Well, they are needed because the compiler doesn't understand in detail what code does. It can only do “so much” with static analysis, it cannot - for example - know where in your code you're guaranteed to have called .join on every element in a vector before leaving the function. Hence it rejects the program, because sound static analysis tools need to be conservative. Note that you can add unsafe code to your example in order to promise to the compiler that you aren't doing anything wrong. (E.g. you can extend the lifetime of i.)

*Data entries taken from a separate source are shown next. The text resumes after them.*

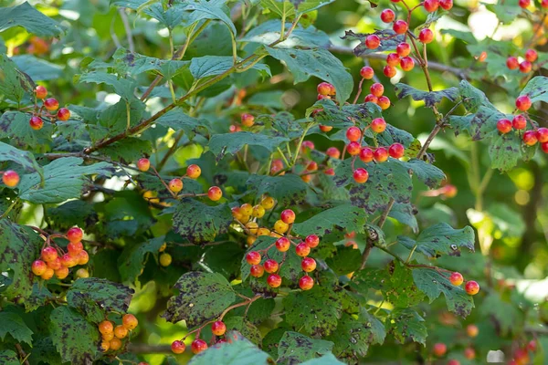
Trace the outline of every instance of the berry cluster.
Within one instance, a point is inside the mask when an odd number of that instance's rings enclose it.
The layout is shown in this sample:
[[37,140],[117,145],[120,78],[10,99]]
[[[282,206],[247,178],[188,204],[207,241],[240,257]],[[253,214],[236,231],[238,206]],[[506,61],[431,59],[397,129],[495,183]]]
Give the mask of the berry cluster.
[[124,314],[121,325],[116,325],[109,319],[100,322],[98,326],[101,336],[100,349],[103,352],[118,351],[121,349],[123,339],[127,338],[138,324],[139,321],[132,314]]
[[55,122],[55,120],[66,121],[70,119],[70,110],[67,108],[59,109],[59,102],[57,99],[46,99],[47,96],[47,89],[45,87],[37,86],[35,89],[35,95],[37,99],[42,100],[42,106],[38,108],[37,102],[35,103],[32,117],[28,121],[30,128],[35,130],[41,130],[42,127],[44,127],[44,120],[42,120],[44,117],[48,118],[52,123]]
[[[90,256],[81,243],[83,235],[83,231],[79,227],[72,227],[67,232],[65,235],[65,238],[68,240],[67,253],[58,246],[51,245],[50,241],[54,235],[50,235],[46,241],[46,246],[42,248],[41,259],[32,263],[33,274],[44,280],[49,280],[54,275],[58,279],[64,279],[68,276],[68,268],[78,265],[86,265]],[[76,275],[78,277],[90,276],[85,268],[79,269]]]

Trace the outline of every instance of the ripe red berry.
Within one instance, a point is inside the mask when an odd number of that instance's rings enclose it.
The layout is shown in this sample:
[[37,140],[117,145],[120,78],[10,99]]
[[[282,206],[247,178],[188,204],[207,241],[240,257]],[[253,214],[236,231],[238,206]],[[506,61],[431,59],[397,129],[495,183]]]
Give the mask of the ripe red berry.
[[36,115],[30,118],[28,124],[30,125],[30,128],[35,130],[40,130],[42,127],[44,127],[44,121],[40,117],[37,117]]
[[475,296],[480,292],[480,284],[475,282],[474,280],[467,281],[464,286],[464,290],[466,290],[467,294],[470,296]]
[[362,130],[358,127],[350,127],[346,130],[346,138],[350,141],[356,142],[362,138]]
[[520,61],[513,56],[506,58],[506,67],[510,69],[516,69],[520,67]]
[[346,146],[346,151],[351,156],[355,156],[356,154],[360,153],[360,143],[358,143],[358,142],[348,143],[348,145]]
[[394,143],[388,148],[388,154],[390,157],[399,159],[404,156],[406,148],[401,143]]
[[371,130],[375,133],[382,133],[386,129],[386,122],[382,118],[375,118],[371,122]]
[[320,237],[316,235],[309,235],[306,236],[304,243],[311,248],[317,247],[320,245]]
[[278,261],[269,258],[263,264],[263,267],[267,273],[272,274],[278,271],[279,266],[278,265]]
[[511,121],[503,119],[497,121],[497,130],[502,134],[506,134],[511,130]]
[[310,290],[314,287],[314,279],[305,275],[299,280],[299,287],[302,290]]
[[2,182],[7,187],[14,188],[19,183],[19,174],[13,170],[6,170],[2,174]]
[[434,32],[430,29],[426,28],[420,31],[418,34],[418,40],[424,44],[428,44],[434,40]]
[[425,10],[428,13],[434,13],[439,7],[438,0],[425,0]]
[[364,66],[360,70],[360,75],[365,79],[372,79],[374,76],[374,71],[373,70],[373,68],[370,68],[369,66]]
[[305,257],[311,253],[311,247],[309,247],[309,245],[304,242],[301,242],[300,244],[297,245],[297,247],[295,247],[295,252],[297,253],[297,256]]
[[392,26],[392,29],[395,32],[395,34],[405,34],[407,31],[407,22],[404,20],[396,20]]
[[279,287],[281,285],[281,276],[278,274],[270,274],[269,277],[267,277],[267,284],[270,287]]
[[365,169],[359,168],[354,170],[353,176],[357,183],[364,183],[369,179],[369,172]]
[[518,114],[511,120],[511,124],[516,130],[524,130],[527,127],[527,120],[522,114]]
[[203,339],[195,339],[190,344],[190,349],[195,354],[199,354],[200,352],[207,349],[207,343],[206,343],[206,341]]
[[365,163],[371,162],[373,161],[373,150],[369,147],[364,147],[360,151],[360,160]]
[[518,99],[516,99],[516,108],[522,111],[529,110],[529,108],[531,108],[531,99],[527,95],[522,95],[521,97],[518,97]]
[[451,273],[451,276],[449,276],[449,281],[454,286],[459,287],[464,281],[464,277],[462,277],[462,274],[455,271],[454,273]]
[[395,17],[395,14],[392,9],[385,9],[381,12],[381,20],[385,23],[392,23]]

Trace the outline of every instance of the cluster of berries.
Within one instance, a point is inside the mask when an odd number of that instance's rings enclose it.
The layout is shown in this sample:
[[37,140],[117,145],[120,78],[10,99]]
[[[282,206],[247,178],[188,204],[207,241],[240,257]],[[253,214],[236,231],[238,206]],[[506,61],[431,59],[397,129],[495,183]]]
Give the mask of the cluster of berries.
[[106,351],[118,351],[121,349],[121,341],[128,334],[137,328],[139,321],[132,314],[124,314],[121,324],[115,327],[115,323],[105,319],[98,326],[101,336],[100,349]]
[[[42,101],[42,106],[38,109],[37,104],[35,105],[35,111],[33,112],[28,124],[30,128],[35,130],[39,130],[44,127],[44,120],[42,117],[49,118],[51,122],[57,120],[66,121],[70,119],[70,110],[67,108],[59,109],[59,102],[55,98],[47,98],[47,89],[43,86],[37,86],[35,89],[35,95],[37,99]],[[46,110],[46,111],[44,110]],[[55,112],[57,110],[57,113]]]
[[[279,263],[272,258],[268,258],[268,252],[270,248],[272,248],[272,246],[276,246],[278,251],[282,252],[285,255],[285,253],[290,250],[291,244],[293,244],[295,245],[295,253],[297,256],[302,257],[300,267],[305,273],[304,276],[299,280],[299,287],[302,290],[310,290],[314,286],[314,279],[311,277],[308,273],[311,273],[316,269],[316,260],[311,257],[308,257],[308,256],[310,255],[311,248],[317,247],[318,245],[320,245],[320,238],[316,235],[310,235],[300,244],[294,244],[290,240],[290,238],[288,238],[289,235],[288,236],[282,236],[281,235],[288,231],[290,233],[290,226],[295,222],[295,212],[290,209],[286,209],[281,212],[280,219],[277,222],[277,224],[279,222],[283,224],[282,225],[284,229],[281,229],[283,232],[277,231],[279,233],[279,235],[278,235],[279,238],[276,240],[276,242],[272,245],[263,250],[249,251],[246,255],[246,261],[251,266],[249,268],[250,275],[254,277],[261,277],[264,273],[267,272],[270,274],[269,275],[269,277],[267,277],[267,284],[270,287],[279,287],[281,285],[279,270],[283,265],[283,262]],[[261,253],[266,254],[265,256],[267,257],[267,259],[262,262],[262,265],[261,261],[263,261],[263,257],[261,256]]]
[[[68,276],[68,268],[78,265],[86,265],[90,256],[81,243],[84,233],[79,227],[72,227],[65,237],[68,240],[67,253],[59,247],[54,247],[47,241],[47,245],[42,248],[41,259],[32,263],[32,272],[44,280],[49,280],[54,274],[58,279]],[[51,237],[51,236],[50,236]],[[90,274],[85,268],[80,268],[76,273],[78,277],[89,277]]]

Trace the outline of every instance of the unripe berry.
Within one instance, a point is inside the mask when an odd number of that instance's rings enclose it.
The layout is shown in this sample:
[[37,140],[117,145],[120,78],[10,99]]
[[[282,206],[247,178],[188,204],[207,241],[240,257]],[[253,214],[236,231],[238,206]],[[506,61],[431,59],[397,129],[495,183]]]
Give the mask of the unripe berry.
[[365,169],[359,168],[354,170],[353,176],[357,183],[364,183],[369,179],[369,172]]
[[299,280],[299,287],[302,290],[310,290],[314,287],[314,279],[305,275]]
[[497,121],[497,130],[502,134],[506,134],[511,130],[511,121],[507,119],[499,120]]
[[223,197],[223,192],[218,186],[212,186],[207,191],[207,197],[213,202],[216,202]]
[[462,285],[464,277],[462,277],[462,274],[455,271],[454,273],[451,273],[451,276],[449,276],[449,281],[454,286],[459,287],[460,285]]

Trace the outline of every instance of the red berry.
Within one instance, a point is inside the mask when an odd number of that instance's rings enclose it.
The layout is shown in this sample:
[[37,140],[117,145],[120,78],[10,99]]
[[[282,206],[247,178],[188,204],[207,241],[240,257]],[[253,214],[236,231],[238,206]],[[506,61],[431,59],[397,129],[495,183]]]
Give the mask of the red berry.
[[227,332],[227,325],[222,320],[216,320],[211,325],[211,331],[216,336],[223,336]]
[[407,22],[404,20],[396,20],[392,26],[392,29],[395,32],[395,34],[405,34],[407,31]]
[[381,45],[381,38],[377,35],[370,35],[365,38],[365,47],[369,49],[375,49]]
[[506,67],[510,69],[516,69],[520,67],[520,61],[513,56],[506,58]]
[[283,223],[290,224],[295,222],[295,212],[290,209],[286,209],[285,211],[281,212],[279,218],[283,221]]
[[504,119],[497,121],[497,130],[502,134],[506,134],[511,130],[511,121]]
[[373,150],[369,147],[364,147],[360,151],[360,160],[365,163],[371,162],[373,161]]
[[373,152],[373,158],[377,162],[384,162],[388,160],[388,151],[384,147],[379,147]]
[[375,118],[371,122],[371,130],[375,133],[382,133],[386,129],[386,122],[382,118]]
[[263,267],[267,273],[271,274],[277,272],[279,266],[278,265],[278,261],[269,258],[263,264]]
[[462,285],[464,277],[462,277],[462,274],[455,271],[454,273],[451,273],[451,276],[449,276],[449,281],[454,286],[459,287],[460,285]]
[[309,235],[306,236],[304,243],[311,248],[317,247],[320,245],[320,237],[316,235]]
[[527,130],[523,133],[523,143],[526,145],[534,146],[538,141],[534,130]]
[[524,130],[527,127],[527,120],[522,114],[518,114],[511,120],[511,124],[516,130]]
[[405,152],[406,148],[401,143],[394,143],[388,148],[388,154],[390,154],[390,157],[395,159],[403,157]]
[[346,130],[346,138],[352,142],[356,142],[362,138],[362,130],[358,127],[350,127]]
[[30,128],[35,130],[40,130],[42,127],[44,127],[44,121],[40,117],[33,116],[30,120],[28,120],[28,124]]
[[424,44],[428,44],[434,40],[434,32],[430,29],[426,28],[420,31],[418,34],[418,40]]
[[374,76],[374,71],[369,66],[364,66],[360,70],[360,75],[365,79],[372,79]]
[[199,354],[200,352],[207,349],[207,343],[206,343],[206,341],[203,339],[195,339],[192,341],[190,349],[195,354]]
[[381,12],[381,20],[385,23],[392,23],[395,17],[395,14],[392,9],[385,9]]
[[518,99],[516,99],[516,108],[522,111],[529,110],[529,108],[531,108],[531,99],[527,95],[522,95],[521,97],[518,97]]
[[281,276],[278,274],[270,274],[269,277],[267,277],[267,284],[270,287],[279,287],[281,285]]
[[357,183],[364,183],[369,179],[369,172],[365,169],[359,168],[354,170],[353,176]]
[[358,142],[348,143],[348,145],[346,146],[346,151],[351,156],[355,156],[356,154],[360,153],[360,143],[358,143]]
[[302,290],[310,290],[314,287],[314,279],[305,275],[299,280],[299,287]]
[[480,284],[474,280],[467,281],[466,285],[464,286],[464,290],[466,290],[467,294],[475,296],[480,291]]

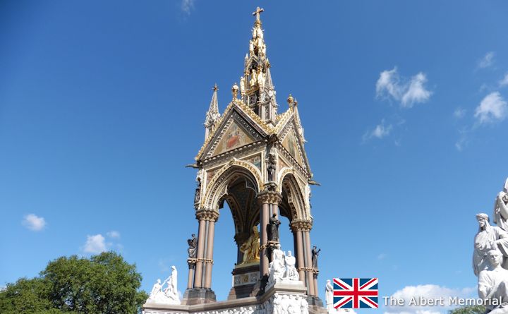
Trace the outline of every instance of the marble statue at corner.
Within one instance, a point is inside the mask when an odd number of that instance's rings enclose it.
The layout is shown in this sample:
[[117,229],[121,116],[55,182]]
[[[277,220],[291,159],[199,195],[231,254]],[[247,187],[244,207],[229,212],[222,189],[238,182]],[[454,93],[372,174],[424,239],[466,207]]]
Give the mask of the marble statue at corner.
[[321,249],[318,249],[318,247],[316,246],[314,246],[312,249],[312,262],[313,262],[313,267],[318,269],[318,255],[319,255],[319,253],[321,252]]
[[289,283],[300,280],[295,267],[296,259],[291,250],[286,255],[280,249],[280,245],[276,244],[272,253],[272,262],[268,265],[268,286],[279,282]]
[[188,243],[188,248],[187,253],[188,253],[190,258],[195,258],[198,253],[198,238],[195,237],[195,234],[192,234],[192,238],[187,239],[187,243]]
[[490,267],[478,275],[478,296],[484,301],[489,314],[508,313],[508,270],[501,267],[503,255],[497,250],[489,250]]
[[[161,284],[160,279],[153,285],[147,303],[159,304],[180,304],[177,288],[178,272],[171,266],[171,274]],[[163,289],[164,284],[167,286]]]
[[277,218],[277,214],[274,214],[270,218],[270,224],[267,226],[269,241],[279,242],[279,226],[281,222]]
[[508,179],[504,182],[503,191],[496,196],[492,221],[497,227],[508,231]]
[[333,313],[335,309],[333,307],[333,286],[330,279],[327,280],[327,284],[325,287],[325,300],[326,301],[326,308],[328,314]]
[[[473,270],[475,275],[489,267],[487,253],[490,250],[499,250],[505,257],[508,257],[508,232],[489,223],[487,214],[476,215],[478,222],[478,231],[475,236],[474,251],[473,253]],[[507,260],[508,261],[508,260]],[[502,265],[508,268],[507,261]]]
[[296,258],[293,256],[291,250],[288,250],[288,253],[284,258],[284,262],[286,264],[286,272],[284,272],[284,275],[282,279],[291,281],[300,280],[300,275],[298,274],[298,270],[296,270],[296,267],[295,266],[296,264]]

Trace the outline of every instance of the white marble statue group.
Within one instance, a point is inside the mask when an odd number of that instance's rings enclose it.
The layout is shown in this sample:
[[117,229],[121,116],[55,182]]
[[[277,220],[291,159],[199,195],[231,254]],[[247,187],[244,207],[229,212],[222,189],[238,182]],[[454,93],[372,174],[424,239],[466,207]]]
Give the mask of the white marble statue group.
[[478,277],[478,296],[490,314],[508,313],[508,179],[494,204],[491,226],[487,214],[476,215],[473,270]]
[[277,244],[272,251],[272,262],[268,265],[268,286],[278,282],[294,282],[300,280],[295,267],[296,258],[291,250],[286,254]]
[[[157,279],[147,303],[161,304],[180,304],[180,298],[178,294],[178,272],[176,267],[171,266],[171,274],[161,284],[160,279]],[[164,284],[167,284],[166,288]]]

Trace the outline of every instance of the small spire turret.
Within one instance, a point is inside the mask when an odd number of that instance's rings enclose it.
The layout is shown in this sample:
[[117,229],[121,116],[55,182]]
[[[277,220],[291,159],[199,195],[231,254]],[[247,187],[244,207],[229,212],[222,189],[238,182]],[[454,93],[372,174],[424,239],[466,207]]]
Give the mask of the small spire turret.
[[249,41],[249,53],[245,59],[244,81],[241,80],[240,90],[242,101],[263,121],[274,126],[277,104],[270,64],[267,57],[265,35],[261,28],[260,13],[264,11],[258,7],[253,13],[255,20],[252,38]]
[[216,83],[213,87],[214,92],[212,95],[212,100],[210,101],[210,108],[206,113],[206,118],[205,119],[205,139],[208,138],[208,135],[215,129],[215,124],[220,118],[220,114],[219,114],[219,101],[217,100],[217,90],[219,90],[219,87]]

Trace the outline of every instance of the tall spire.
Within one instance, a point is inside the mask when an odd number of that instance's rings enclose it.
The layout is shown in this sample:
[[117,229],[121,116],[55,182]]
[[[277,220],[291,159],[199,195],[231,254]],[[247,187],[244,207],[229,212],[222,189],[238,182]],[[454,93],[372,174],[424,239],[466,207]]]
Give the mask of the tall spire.
[[208,135],[213,132],[215,129],[215,124],[217,120],[220,118],[219,114],[219,101],[217,100],[217,92],[219,90],[217,84],[213,87],[213,94],[212,95],[212,100],[210,101],[210,108],[206,113],[206,118],[205,119],[205,138],[208,138]]
[[240,78],[240,92],[243,102],[248,105],[261,119],[275,124],[277,101],[275,89],[272,82],[270,64],[267,57],[265,35],[261,28],[260,7],[253,13],[255,16],[249,41],[249,52],[246,56],[243,76]]

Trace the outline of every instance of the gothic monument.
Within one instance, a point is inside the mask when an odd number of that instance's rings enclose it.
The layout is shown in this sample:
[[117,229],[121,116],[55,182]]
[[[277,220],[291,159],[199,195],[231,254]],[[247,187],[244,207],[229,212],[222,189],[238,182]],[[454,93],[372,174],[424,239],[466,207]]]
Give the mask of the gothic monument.
[[[239,86],[219,112],[215,86],[205,120],[205,143],[192,167],[198,169],[194,197],[197,236],[188,240],[188,274],[183,300],[159,282],[145,314],[326,313],[318,297],[318,254],[313,250],[310,185],[298,102],[279,113],[260,13],[255,16]],[[214,231],[224,202],[234,222],[237,255],[227,300],[213,291]],[[281,243],[279,217],[290,222],[293,243]],[[289,249],[291,250],[283,250]],[[175,277],[169,282],[176,282]]]

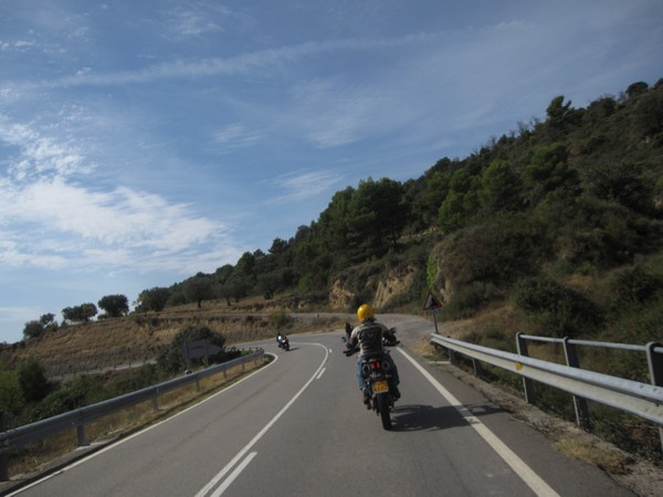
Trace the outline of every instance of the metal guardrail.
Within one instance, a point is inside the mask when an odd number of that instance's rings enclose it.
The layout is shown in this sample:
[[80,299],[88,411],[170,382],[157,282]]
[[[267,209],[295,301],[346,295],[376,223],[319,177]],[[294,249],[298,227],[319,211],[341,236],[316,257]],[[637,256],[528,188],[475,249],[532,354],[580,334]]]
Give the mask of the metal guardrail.
[[[533,337],[527,338],[532,339]],[[663,426],[663,385],[646,384],[572,366],[547,362],[526,355],[491,349],[438,334],[431,335],[431,341],[473,360],[512,371],[524,379],[538,381],[579,398],[630,412]],[[592,342],[592,346],[599,343]],[[659,350],[663,352],[663,348],[659,343],[650,343],[644,348],[651,349],[652,352],[659,352]],[[659,369],[661,360],[663,360],[663,356],[656,362]],[[651,367],[650,370],[652,370]],[[660,379],[652,378],[652,382],[655,380]],[[530,400],[528,399],[528,401]]]
[[74,411],[65,412],[46,420],[36,421],[0,433],[0,480],[6,482],[8,479],[7,455],[17,447],[38,442],[46,436],[55,435],[66,430],[72,430],[73,427],[76,429],[78,446],[88,445],[87,438],[85,437],[86,424],[147,401],[151,401],[154,409],[157,410],[159,395],[191,383],[196,383],[197,390],[200,390],[200,380],[203,378],[225,372],[236,366],[244,367],[248,362],[256,362],[264,356],[263,349],[259,348],[253,350],[255,350],[253,353],[211,368],[206,368],[136,392],[127,393],[115,399],[108,399],[96,404],[86,405]]

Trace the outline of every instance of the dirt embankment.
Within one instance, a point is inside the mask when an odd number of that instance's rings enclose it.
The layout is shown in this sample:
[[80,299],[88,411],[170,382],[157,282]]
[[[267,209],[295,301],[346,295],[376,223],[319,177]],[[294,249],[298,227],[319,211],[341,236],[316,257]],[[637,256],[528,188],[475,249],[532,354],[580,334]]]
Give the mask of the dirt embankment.
[[276,335],[341,328],[343,318],[322,314],[286,314],[285,322],[273,317],[274,309],[253,311],[251,307],[228,308],[210,305],[148,313],[99,321],[70,325],[45,332],[38,339],[14,343],[0,351],[0,358],[14,368],[36,358],[46,376],[59,377],[158,357],[162,347],[188,326],[207,326],[225,337],[227,347],[262,340]]

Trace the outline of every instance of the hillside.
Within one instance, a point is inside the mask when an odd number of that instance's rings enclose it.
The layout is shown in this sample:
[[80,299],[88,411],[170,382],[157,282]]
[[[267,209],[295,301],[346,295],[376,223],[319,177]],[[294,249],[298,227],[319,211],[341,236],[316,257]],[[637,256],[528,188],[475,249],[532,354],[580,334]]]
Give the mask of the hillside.
[[273,313],[275,300],[265,306],[248,299],[232,307],[206,302],[202,308],[183,305],[160,313],[146,313],[98,321],[69,325],[49,330],[40,338],[6,347],[1,358],[10,368],[36,358],[48,377],[93,371],[117,364],[143,363],[157,358],[160,349],[189,325],[207,326],[225,338],[225,346],[272,338],[277,329],[286,334],[343,328],[345,317],[299,314],[285,325]]

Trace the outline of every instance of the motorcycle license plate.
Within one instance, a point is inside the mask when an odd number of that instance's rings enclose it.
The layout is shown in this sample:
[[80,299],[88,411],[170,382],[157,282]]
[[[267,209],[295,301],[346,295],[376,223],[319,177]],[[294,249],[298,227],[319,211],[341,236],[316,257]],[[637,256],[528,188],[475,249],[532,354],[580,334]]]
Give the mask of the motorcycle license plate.
[[389,385],[386,380],[378,380],[373,383],[375,393],[385,393],[389,391]]

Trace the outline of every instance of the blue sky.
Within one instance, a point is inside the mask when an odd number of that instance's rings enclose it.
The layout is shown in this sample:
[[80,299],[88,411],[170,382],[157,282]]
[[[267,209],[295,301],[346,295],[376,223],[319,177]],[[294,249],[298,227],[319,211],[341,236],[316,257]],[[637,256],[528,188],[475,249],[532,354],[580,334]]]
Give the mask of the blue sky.
[[660,0],[0,0],[0,341],[663,76]]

Using unsafe code is always tricky. Even your “well known” “and does what it should do” example above doesn't do what it should do AFAICT. (Explanation follows, please correct me if I'm wrong.) When the OS fails to create a thread, then one of the thread::spawn might fail and panic with the effect that previously spawned threads aren't joined but detached while the main thread unwinds out of the main function. Any of the detached threads still running that and accessing i would be a case of use-after-free. The example would be even more clearly wrong if this wasn't in the main function, but I believe even for main there is a point in time in the execution where the stack frame of main is dropped but unwinding has not finished and terminated the program yet.

The reason why people prefer to use things like scoped threads is because we like Rustʼs feature of “fearless concurrency” which means not having to deal with subtle bugs like the one described above. The creators of crossbeam::scope can handle all the subtle corner cases for us and we can stay within the realm of safe Rust. (Also, scoped threads are arguably even easier to use because you don't need to handle the vector fo handles and the calls to join yourself.)

That was my point. The compiler is not able to figure that out by itself and requires you to use additional data which is not necessary for the execution of the program.

I think if you do not handle a spawn failure (I admit this should be done in the above example) you're code is broken anyway. This can easily be catched with Builder in std::thread - Rust

And as far as I know crossbeam is considered to be unsound (as far as I know it used to live in the standard library as scoped_threads but was removed because of this).

As far as I know the unsound version of scoped threads that used to be in the standard library was using a struct and its destructor instead of a closure. The API that crossbeam offers is different and should be sound.

1 Like

BTW, I do find it odd that thread::spawn panics by default rather than returning a Result<>. Historical artifact? It should either be changed (breaking backwards compatibility intentionally) or deprecated.

2 Likes

Hmm... That is not so clear to me.

If your system cannot spawn threads then it cannot run. End of story, panic.

The system is already running, it just can't spawn an additional thread for whatever new thing it wants to offload. This is a relatively frequent situation. You can of course conjure up all possible scenarios, but there are many where you'd want to either continue (perhaps do some cleanup) or at least gracefully shut down the threads you have already running. And remember that Rust is a language that wants the programmer to handle situations such as lock poisoning (for which there is at least as strong of a case for panicking by default).

Of course, there'll be limited benefit if programmers simply add an .unwrap(), but that seems to be a problem that Rust's error handling strategy faces in general.